3. LA IMPORTANCIA DEL PUNTO DE VISTA POLÍTICO

4. LA ÉTICA POLÍTICA Y LOS PROCESOS SOCIALES

II. PRESUPUESTOS ANTROPOLÓGICOS DEL BIEN COMÚN POLÍTICO

1. ACLARACIONES PRELIMINARES SOBRE EL BIEN COMÚN

2. BIEN COMÚN INTEGRAL Y BIEN COMÚN POLÍTICO

3. EL PRINCIPIO DE LIBERTAD

4. EL PRINCIPIO DE LIBERTAD EN LA SOCIEDAD SIN RIESGOS

5. EL PRINCIPIO DE SOLIDARIDAD

6. ¿Y LA ANTROPOLOGÍA CRISTIANA?

III. CONTENIDOS FUNDAMENTALES DEL BIEN COMÚN POLÍTICO

1. INTRODUCCIÓN

2. LA PAZ Y LA SEGURIDAD

3. LA LIBERTAD Y EL PRINCIPIO CONSTITUCIONALISTA

4. LA JUSTICIA

IV. LA JUSTICIA SOCIAL

1. LAS OPCIONES DE FONDO

2. JUSTICIA SOCIAL E IGUALITARISMO REDISTRIBUTIVO

3. ¿QUÉ ES ENTONCES LA JUSTICIA SOCIAL?

4. ¿Y LA DOCTRINA SOCIAL DE LA IGLESIA?

V. CUESTIONES FUNDAMENTALES DE ECONOMÍA POLÍTICA

1. ¿POR QUÉ HABLAR DE ECONOMÍA?

2. EL SOCIALISMO REAL O ECONOMÍA PLANIFICADA CENTRALIZADA

3. LA ECONOMÍA DE MERCADO

4. EL INTERVENCIONISMO O SISTEMA DE ECONOMÍA MIXTA

5. MI PROPUESTA

VI. EL BUEN GOBIERNO

1. INTRODUCCIÓN

2. PROBLEMAS SUSTANCIALES DE JUSTICIA

3. LA PRUDENCIA POLÍTICA

4. COMUNICACIÓN SINCERA Y ACCESIBLE

5. EL RESPETO DE LA LIBERTAD Y DEL PLURALISMO

6. DESCONFIANZA EN EL PROPIO SABER Y RESPETO DE LA IDENTIDAD RELIGIOSA

7. CORRECCIÓN DEL DEBATE POLÍTICO

8. Y AL FINAL, ESPERANZA

BIBLIOGRAFÍA ESENCIAL

AUTOR

PRÓLOGO

DURANTE LOS ÚLTIMOS AÑOS, mi actividad académica me ha llevado a tratar algunos temas de ética política. Surgió así la idea, en parte estimulada por las peticiones de mis alumnos, de que podía ser útil una exposición sintética de las cuestiones básicas de la ética política. Son cuestiones que llevan a reflexionar sobre lo que debe entenderse por libertad, democracia, constitucionalismo, ley, solidaridad, justicia social, economía política, buen gobierno, etc. No constituyen un tratamiento directo de los problemas que hoy más nos preocupan y sobre los que se habla en los periódicos todos los días, pero son la base de la cultura política que a mi juicio se requiere para enfocar bien esos problemas y para darles una solución equilibrada con la contribución de todos.

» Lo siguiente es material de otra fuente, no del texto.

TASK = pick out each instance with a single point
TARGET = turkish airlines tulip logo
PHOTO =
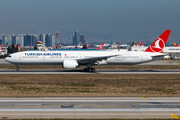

En tiempos remotos los problemas se solucionaban con el recurso a la fuerza. La cultura política, y en particular la cultura política occidental, ha hecho posible un modo mejor de encontrar soluciones. La actividad política no deja de tener un carácter de lucha, en la que los adversarios defienden su propia visión, pero es una lucha civil y noble, muy distinta de una reyerta callejera. Algunas tendencias que se vislumbran en el panorama político actual sugieren la utilidad de ofrecer una contribución, por modesta que sea, que muestre la posibilidad de encuadrar la contienda política en un horizonte más elevado, inspirado en el respeto por la libertad y en la promoción de la responsabilidad por el bienestar general.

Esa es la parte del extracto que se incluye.